DOL Home > OALJ > Whistleblower > Nance v. Polycrest, Inc., 90-STA-43 (Sec'y Aug. 5, 1992) |
DATE: August 5, 1992 CASE NO. 90-STA-43 IN THE MATTER OF: RONALD NANCE, COMPLAINANT, v POLYCREST, INCORPORATED, RESPONDENT. BEFORE: THE SECRETARY OF LABOR FINAL DECISION AND ORDER On April 15, 1992, the Administrative Law Judge (ALJ) issued a Recommended Decision and Order (R.D. and 0.) in this case which arises under the Surface Transportation Assistance Act of 1982 (STAA), 49 U.S.C. app. § 2305 (1988). Pursuant to the implementing regulations, the ALJ's decision is now before me for review. See 29 C.F.R. § 1978.109(a) (1991).[1] Although permitted, no briefs have been filed. 29 C.F.R. § 1978.l09(c)(2). Complainant alleges that he was fired by Respondent on March 19, 1990, because he made safety complaints and on one occasion, refused to drive an unsafe vehicle. After considering the documentary evidence and the testimony at the hearing, the ALJ recommends that the complaint be dismissed because Complainant failed to prove either that he engaged in a protected activity or that he was subjected to an adverse employment action.
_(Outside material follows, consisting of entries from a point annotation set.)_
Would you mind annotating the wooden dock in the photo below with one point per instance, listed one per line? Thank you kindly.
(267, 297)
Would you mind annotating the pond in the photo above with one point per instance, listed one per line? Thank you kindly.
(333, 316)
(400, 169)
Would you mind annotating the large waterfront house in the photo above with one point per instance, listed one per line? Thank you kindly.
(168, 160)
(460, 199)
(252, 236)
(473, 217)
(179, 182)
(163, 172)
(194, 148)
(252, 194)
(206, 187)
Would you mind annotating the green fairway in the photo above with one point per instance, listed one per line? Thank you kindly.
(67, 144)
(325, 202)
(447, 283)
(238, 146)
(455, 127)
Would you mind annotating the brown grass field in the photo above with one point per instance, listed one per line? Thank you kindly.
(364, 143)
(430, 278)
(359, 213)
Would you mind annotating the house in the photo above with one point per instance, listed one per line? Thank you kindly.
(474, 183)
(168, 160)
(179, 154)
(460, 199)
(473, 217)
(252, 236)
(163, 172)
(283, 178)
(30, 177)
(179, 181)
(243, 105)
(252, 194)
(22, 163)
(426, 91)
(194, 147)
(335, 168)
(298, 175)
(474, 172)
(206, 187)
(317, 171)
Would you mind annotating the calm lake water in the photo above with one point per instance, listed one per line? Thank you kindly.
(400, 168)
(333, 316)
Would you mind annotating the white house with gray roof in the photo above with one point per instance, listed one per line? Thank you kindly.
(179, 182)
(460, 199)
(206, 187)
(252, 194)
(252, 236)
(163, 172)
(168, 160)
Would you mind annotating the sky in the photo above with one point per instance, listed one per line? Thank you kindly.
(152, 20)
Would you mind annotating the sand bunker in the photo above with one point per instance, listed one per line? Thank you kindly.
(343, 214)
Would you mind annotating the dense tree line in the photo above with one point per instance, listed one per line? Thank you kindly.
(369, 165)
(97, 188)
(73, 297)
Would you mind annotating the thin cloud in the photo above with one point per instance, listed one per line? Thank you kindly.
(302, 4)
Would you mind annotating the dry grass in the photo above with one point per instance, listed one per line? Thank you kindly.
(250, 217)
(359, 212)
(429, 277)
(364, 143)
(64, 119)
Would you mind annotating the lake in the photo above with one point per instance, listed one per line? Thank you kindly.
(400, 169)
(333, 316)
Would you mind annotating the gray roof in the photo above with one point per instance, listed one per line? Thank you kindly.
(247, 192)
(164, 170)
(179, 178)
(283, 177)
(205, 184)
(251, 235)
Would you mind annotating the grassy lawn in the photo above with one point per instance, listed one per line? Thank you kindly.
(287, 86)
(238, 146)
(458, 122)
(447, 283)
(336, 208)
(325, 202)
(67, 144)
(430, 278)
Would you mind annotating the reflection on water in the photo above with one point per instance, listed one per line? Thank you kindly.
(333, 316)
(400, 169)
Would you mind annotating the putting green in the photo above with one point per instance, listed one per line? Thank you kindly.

The ALJ concluded that the discharge resulted from a legitimate business decision and was not a discriminatory reprisal. Upon review of the record, I agree that this complaint must be denied, although I do not fully agree with the ALJ's analysis. First and indisputably, Complainant was discharged from his employment with Respondent and, consequently, was subjected to an adverse employment action. 49 U.S.C. app. § 2305(a), (b). Additionally, Complainant's testimony, which the ALJ did not explicitly discredit, establishes that he engaged in protected conduct under the STAA by complaining to Respondent about, for example, bad tires on the vehicles he was required to drive See R.D. and 0. at 3; Transcript (T.) at 10-12; Moon v. Transport Drivers. Inc., 836 F.2d 226, 227- 29 (6th Cir. 1987); 49 C.F.R. § 395.75 (1991).[2] Regardless, the evidence does not show that Respondent discharged Complainant because of the protected safety
[PAGE 2] complaints, as would be required in order to prevail under the STAA. Carroll v. J.B. Hunt Transportation. Inc., Case No. 91-STA-17, Sec. Final Dec. and Ord., June 23, 1992, slip op. at 2-3. On the morning of March 19, Respondent discharged Complainant almost immediately upon discovering that Complainant had failed to dispatch on time. According to Complainant's own statements and testimony, Respondent's president, David Clements, was incredulous that Complainant had sat and waited two hours for a particular service station to open so that he could refuel his truck. After relaying Clements' message that Complainant was fired, Complainant's foreman also chided Complainant for exercising poor judgment in delaying the run. T. at 12-14. Considering this evidence, I find that protected activity was not a motivating factor in Complainant's discharge and Complainant, therefore, failed to establish a prima facie case of discriminatory discharge. Monteer v. Milky Way Transport Co.. Inc., Case No. 90-STA-9, Sec. Final Dec. and Ord., Jul. 31, 1990, slip op. at 3-4. Accordingly, this complaint is DENIED. SO ORDERED. LYNN MARTIN Secretary of Labor Washington, D.C. [ENDNOTES] [1] By order dated August 20, 1991, I remanded this case to the ALJ for further proceedings because I disagreed with his initial recommendation to dismiss the complaint based on Complainant's failure to appear at the hearing. In accordance with my order, the ALJ held an evidentiary hearing on November 6, 1991. Only Complainant, representing himself, appeared. [2] The ALJ also did not make specific findings as to whether Complainant's allegation that he refused to pull a trailer that had bad brakes constituted a protected refusal to drive under Section 2305(b) of the STAA. On this scant record I do not accept Complainant's allegation, but even if I did, it is clear to me that Complainant's refusal to drive that day played no part in Respondent's subsequent decision to terminate him.